In the last decade Information Theoretic methods slowly but surely became popular in the data mining community for selecting the best model for the data at hand. In this tutorial we present an overview of these methods. Starting from the basics, to how one defines and finds good solutions using Information Theory, to how such models provide highly competitive solutions to many data mining tasks.


Outline

Selecting a model for a given set of data is at the heart of what data analysts do, whether they are statisticians, machine learners or data miners. However, the philosopher Hume already pointed out that the "Problem of Induction" is unsolvable; there are infinitely many functions that touch any finite set of points. So, it is not surprising that there are many different principled approaches to guide the search for a good model. Well-known examples are Bayesian Statistics and Statistical Learning Theory.

In the last decade Information Theoretic methods for selecting the best model slowly but surely became popular in the data mining community. In this tutorial we present an overview of these methods. Starting from the basics — i.e., Information Theory — to how one defines and finds good pattern based models, to how to use Information Theoretic insights to solve a broad range of data mining tasks.

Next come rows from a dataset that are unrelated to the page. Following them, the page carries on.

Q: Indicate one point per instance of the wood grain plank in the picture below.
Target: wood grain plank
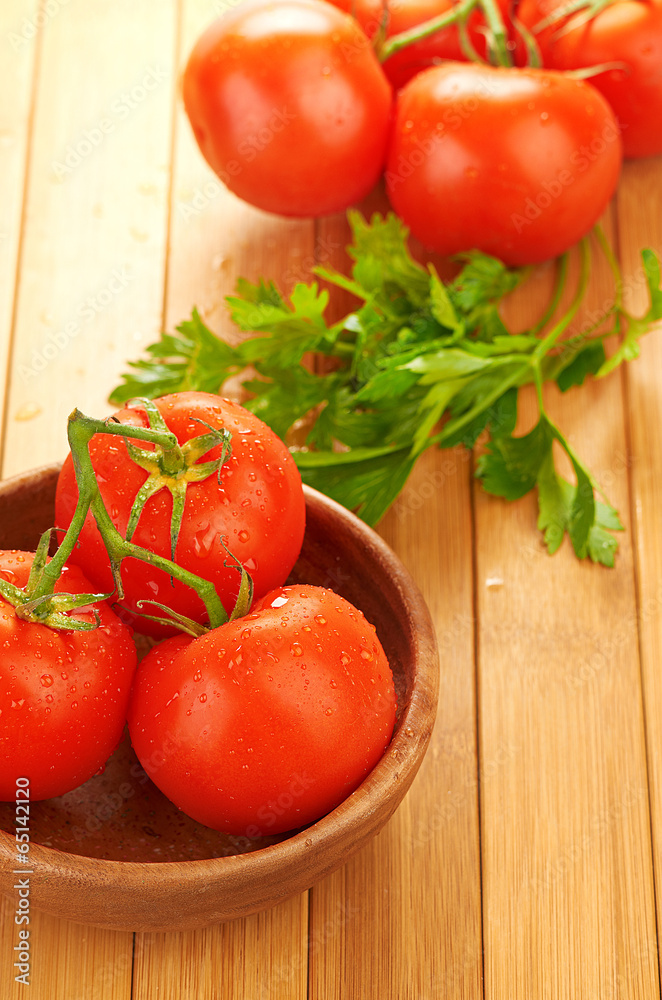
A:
(640, 225)
(214, 239)
(567, 876)
(94, 245)
(262, 957)
(91, 283)
(403, 918)
(68, 961)
(20, 36)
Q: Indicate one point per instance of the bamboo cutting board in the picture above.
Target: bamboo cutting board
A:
(524, 862)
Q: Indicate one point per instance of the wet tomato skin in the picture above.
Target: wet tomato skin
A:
(258, 508)
(267, 723)
(63, 694)
(516, 163)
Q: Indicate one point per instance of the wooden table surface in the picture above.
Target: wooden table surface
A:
(525, 862)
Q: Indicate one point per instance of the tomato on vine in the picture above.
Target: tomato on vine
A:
(403, 15)
(63, 693)
(517, 163)
(229, 486)
(270, 721)
(289, 106)
(624, 35)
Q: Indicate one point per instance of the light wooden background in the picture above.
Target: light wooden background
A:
(524, 862)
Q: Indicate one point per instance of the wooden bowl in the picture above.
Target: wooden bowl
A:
(115, 853)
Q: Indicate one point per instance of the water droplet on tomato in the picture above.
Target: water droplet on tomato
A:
(203, 541)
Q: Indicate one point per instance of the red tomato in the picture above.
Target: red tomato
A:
(627, 32)
(516, 163)
(63, 695)
(258, 507)
(269, 722)
(289, 106)
(406, 14)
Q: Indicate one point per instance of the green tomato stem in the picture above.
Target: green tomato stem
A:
(401, 41)
(81, 430)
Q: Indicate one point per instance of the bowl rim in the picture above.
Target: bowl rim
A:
(398, 764)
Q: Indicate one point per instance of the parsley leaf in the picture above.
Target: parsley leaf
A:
(419, 362)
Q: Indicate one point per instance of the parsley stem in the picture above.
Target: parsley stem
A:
(548, 342)
(559, 288)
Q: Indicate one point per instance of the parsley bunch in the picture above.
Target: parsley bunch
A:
(418, 363)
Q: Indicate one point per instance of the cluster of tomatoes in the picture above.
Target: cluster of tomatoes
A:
(300, 108)
(226, 721)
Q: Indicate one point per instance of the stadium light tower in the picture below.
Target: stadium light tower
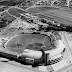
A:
(68, 3)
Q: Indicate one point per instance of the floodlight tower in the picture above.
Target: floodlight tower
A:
(68, 3)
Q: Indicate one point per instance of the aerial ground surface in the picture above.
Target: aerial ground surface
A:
(9, 13)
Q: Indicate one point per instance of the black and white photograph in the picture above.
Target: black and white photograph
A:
(35, 35)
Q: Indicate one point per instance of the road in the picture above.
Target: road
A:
(59, 14)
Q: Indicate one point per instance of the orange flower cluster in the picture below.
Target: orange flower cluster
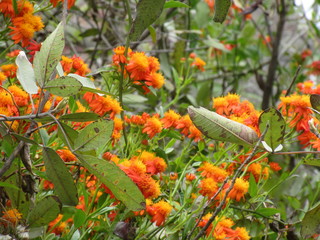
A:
(223, 229)
(159, 211)
(142, 69)
(74, 65)
(151, 125)
(102, 104)
(141, 168)
(243, 112)
(24, 23)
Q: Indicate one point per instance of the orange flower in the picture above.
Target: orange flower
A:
(208, 187)
(9, 70)
(20, 96)
(159, 212)
(154, 79)
(11, 216)
(198, 63)
(184, 123)
(24, 28)
(152, 126)
(210, 171)
(239, 189)
(170, 119)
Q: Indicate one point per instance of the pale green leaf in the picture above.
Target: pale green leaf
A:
(220, 128)
(64, 86)
(123, 188)
(148, 11)
(275, 133)
(95, 134)
(310, 224)
(46, 60)
(25, 74)
(60, 176)
(44, 211)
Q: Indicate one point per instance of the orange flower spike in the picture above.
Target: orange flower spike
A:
(159, 212)
(211, 171)
(239, 189)
(208, 187)
(152, 126)
(10, 216)
(198, 63)
(138, 66)
(170, 119)
(184, 123)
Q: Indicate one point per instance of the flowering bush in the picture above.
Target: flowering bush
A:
(105, 142)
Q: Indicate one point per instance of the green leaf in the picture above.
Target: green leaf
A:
(25, 74)
(80, 117)
(311, 223)
(64, 86)
(221, 9)
(70, 133)
(253, 188)
(46, 60)
(60, 176)
(312, 162)
(147, 12)
(220, 128)
(95, 134)
(44, 211)
(116, 180)
(267, 211)
(173, 4)
(275, 133)
(315, 101)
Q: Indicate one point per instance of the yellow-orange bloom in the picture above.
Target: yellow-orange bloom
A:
(239, 189)
(152, 126)
(159, 212)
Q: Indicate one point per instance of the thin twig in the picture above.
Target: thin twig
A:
(236, 175)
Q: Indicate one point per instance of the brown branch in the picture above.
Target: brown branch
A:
(267, 94)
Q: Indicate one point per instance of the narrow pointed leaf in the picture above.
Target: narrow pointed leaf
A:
(25, 74)
(64, 86)
(95, 134)
(44, 212)
(47, 59)
(80, 117)
(310, 224)
(70, 133)
(147, 12)
(275, 133)
(220, 128)
(123, 188)
(60, 176)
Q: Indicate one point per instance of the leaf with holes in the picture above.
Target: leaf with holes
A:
(220, 128)
(95, 134)
(47, 59)
(60, 176)
(310, 224)
(44, 211)
(123, 188)
(275, 133)
(147, 12)
(64, 86)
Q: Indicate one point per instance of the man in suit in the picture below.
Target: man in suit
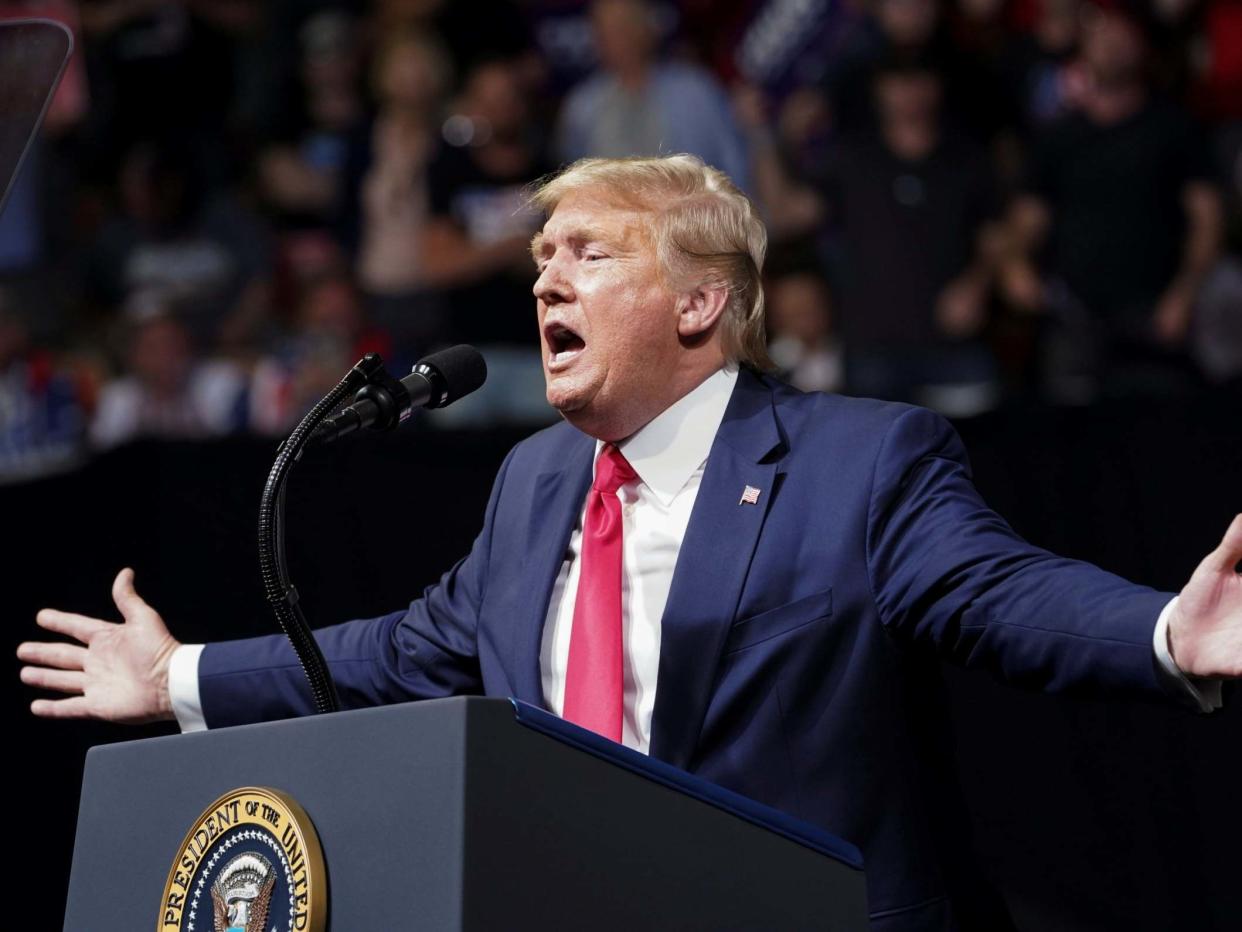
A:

1) Shannon Information Theory and Data Mining


slides for part 1

The first part of the tutorial introduces information theory and basic concepts in this area, such as mutual information and entropy. We discuss their relation with optimal compression, and give examples how they are/can be used in data mining. Next, we proceed to the more advanced concept of entropy for continuous-valued data. In particular, we will discuss the quirks of differential and the strenghts of cumulative entropy, and show how it can be used in practice.

2) Algorithmic Information Theory for Modelling


slides for part 2

The second part of the tutorial discusses algorithmic information theory, and its applications towards model selection in data mining. The basic idea is that the better a model compresses the data, the better a model of the data it is. We will discuss this in light of Kolmogorov Complexity as well as the Minimum Description Length principle. After discussing the basics of information theoretic modelling, we will explain algorithmics techniques for how we can discover small sets of characteristic patterns efficiently, as well as give insight in how to construct a good encoding for a summarization problem.

3) Applications of Information Theory in Data Mining


slides for part 3
The discovery of informative pattern sets is clearly part of Exploratory Data Analysis, i.e., it is primarily a descriptive problem. Still, the set of patterns discovered can be used for both descriptive and predictive data mining tasks. This part of the tutorial presents an overview of the use of the pattern sets for some of these tasks. Firstly for classical data mining tasks such as classification and clustering. Secondly for traditionally more statistical tasks such as data generation -- which allows for privacy preservation, for data imputation as well as for tasks such as outlier detection and change detection in data streams.

Program & slides

ITDM will be 3 hour tutorial on Saturday, May 2, at SIAM SDM 2015, from 8:30 to 12:00 in Room Port of Singapore (3rd level).


slides for part 1

slides for part 2

slides for part 3

The 2015 tutorial on Information Theoretic Methods in Data Mining is organized in conjunction with SDM.